Investor says Smithfield worth more

Starboard, which owns 5.7% of Smithfield, opposes proposed merger of Smithfield with Chinese company.

A major strategic investor in Smithfield Foods Inc. has delivered a letter to the company's board of directors advising the board that the agreement the company reached for it to be acquired by Shuanghui International Holdings Inc. undervalues the company.

Starboard Value LP, which bought a 5.7% interest in Smithfield in March, proposed that the company would be far more highly valued if it were to sell each of its three operating divisions independently, a separation that Starboard said would be "entirely feasible."

Starboard said it has determined that there would be "several" likely acquirers for each unit.

The letter was delivered June 17.

Smithfield agreed three weeks ago to be acquired by Shuanghui for $34 per share, or $4.7 billion, and the assumption of $2.5 billion in Smithfield debt, bringing the total value of the deal to $7.2 billion (Feedstuffs, June 3).

The offer must be approved by Smithfield shareholders and regulatory authorities, including the Committee on Foreign Investment in the United States. However, the two companies expect the acquisition to be completed in the third quarter of this year.
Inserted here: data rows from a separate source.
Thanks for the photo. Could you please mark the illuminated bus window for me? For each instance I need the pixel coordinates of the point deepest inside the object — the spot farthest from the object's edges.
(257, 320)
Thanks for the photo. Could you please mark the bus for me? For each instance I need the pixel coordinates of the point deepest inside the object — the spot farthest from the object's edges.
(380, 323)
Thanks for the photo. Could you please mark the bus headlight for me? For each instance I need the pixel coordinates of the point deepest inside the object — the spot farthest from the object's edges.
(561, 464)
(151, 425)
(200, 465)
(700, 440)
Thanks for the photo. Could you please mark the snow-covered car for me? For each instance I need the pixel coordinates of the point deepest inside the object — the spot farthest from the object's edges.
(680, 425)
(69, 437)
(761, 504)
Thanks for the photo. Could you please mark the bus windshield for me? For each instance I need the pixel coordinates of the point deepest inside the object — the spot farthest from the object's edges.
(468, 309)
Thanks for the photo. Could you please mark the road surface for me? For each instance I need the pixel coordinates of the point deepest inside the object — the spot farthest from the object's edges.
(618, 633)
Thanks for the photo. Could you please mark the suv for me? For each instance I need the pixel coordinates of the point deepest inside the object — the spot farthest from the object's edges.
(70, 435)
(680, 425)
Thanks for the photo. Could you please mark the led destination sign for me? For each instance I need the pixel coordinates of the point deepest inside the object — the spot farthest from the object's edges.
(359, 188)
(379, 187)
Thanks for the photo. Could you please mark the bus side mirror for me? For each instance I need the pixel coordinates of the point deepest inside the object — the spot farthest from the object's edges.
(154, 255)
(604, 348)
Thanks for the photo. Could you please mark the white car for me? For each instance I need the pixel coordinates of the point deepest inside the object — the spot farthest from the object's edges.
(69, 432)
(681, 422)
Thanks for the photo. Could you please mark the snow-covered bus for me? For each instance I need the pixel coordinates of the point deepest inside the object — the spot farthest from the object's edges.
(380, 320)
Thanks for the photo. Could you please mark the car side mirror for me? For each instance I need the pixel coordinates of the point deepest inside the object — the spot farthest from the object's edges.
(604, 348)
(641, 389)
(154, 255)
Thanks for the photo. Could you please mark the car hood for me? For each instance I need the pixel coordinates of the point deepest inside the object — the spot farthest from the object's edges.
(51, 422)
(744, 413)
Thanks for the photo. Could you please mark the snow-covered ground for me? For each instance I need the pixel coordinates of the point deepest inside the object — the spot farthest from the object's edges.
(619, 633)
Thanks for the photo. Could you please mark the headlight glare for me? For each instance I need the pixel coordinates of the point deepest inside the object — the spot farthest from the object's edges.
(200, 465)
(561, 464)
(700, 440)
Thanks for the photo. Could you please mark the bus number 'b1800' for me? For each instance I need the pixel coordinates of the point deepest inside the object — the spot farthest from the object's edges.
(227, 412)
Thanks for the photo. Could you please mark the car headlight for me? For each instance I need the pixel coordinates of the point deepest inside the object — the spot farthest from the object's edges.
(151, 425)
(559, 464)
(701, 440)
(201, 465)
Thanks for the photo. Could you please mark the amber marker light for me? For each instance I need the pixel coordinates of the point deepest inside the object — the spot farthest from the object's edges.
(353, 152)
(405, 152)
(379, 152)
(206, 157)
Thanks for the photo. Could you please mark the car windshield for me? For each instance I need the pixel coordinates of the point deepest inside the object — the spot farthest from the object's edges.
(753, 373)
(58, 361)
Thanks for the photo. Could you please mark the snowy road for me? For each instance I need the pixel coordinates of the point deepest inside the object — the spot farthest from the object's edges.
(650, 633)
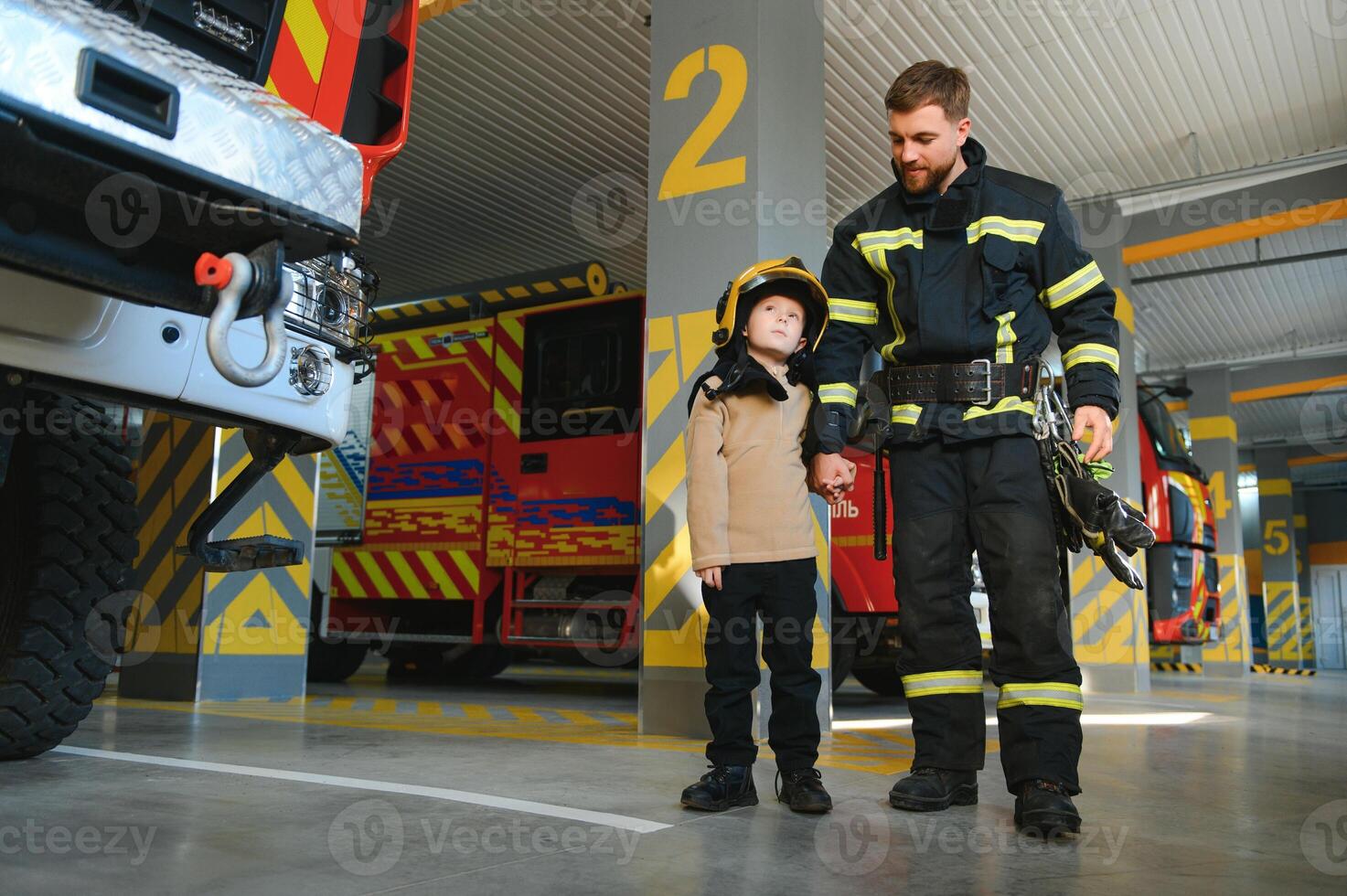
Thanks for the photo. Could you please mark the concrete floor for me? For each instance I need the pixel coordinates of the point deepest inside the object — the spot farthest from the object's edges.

In its letter, Starboard said it recognizes that the agreement includes a clause prohibiting Smithfield from contacting other parties for a superior offer or for their interest in acquiring the company's divisions.

Accordingly, Starboard said it plans "to identify" buyers for the three divisions to determine if it would be possible to structure "a sum of the parts transaction" that would deliver greater value than Shuanghui's offer.

The three divisions would be the company's hog production business and pork processing business in the U.S. and its international hog production and pork processing business in Europe.

The split up is similar to one proposed by Continental Grain Co., which had held a 6% interest in Smithfield and wanted the company to create three independent separate companies, a procedure that it suggested would increase shareholder value (Feedstuffs, March 18).

However, after the Shuanghui agreement and subsequent rally in Smithfield's share price, Continental dropped its proposal and sold its stock in the company (Feedstuffs, June 10).

Starboard is an investment management firm that invests in undervalued companies, which it said it had determined Smithfield to be when it invested in the company earlier this year.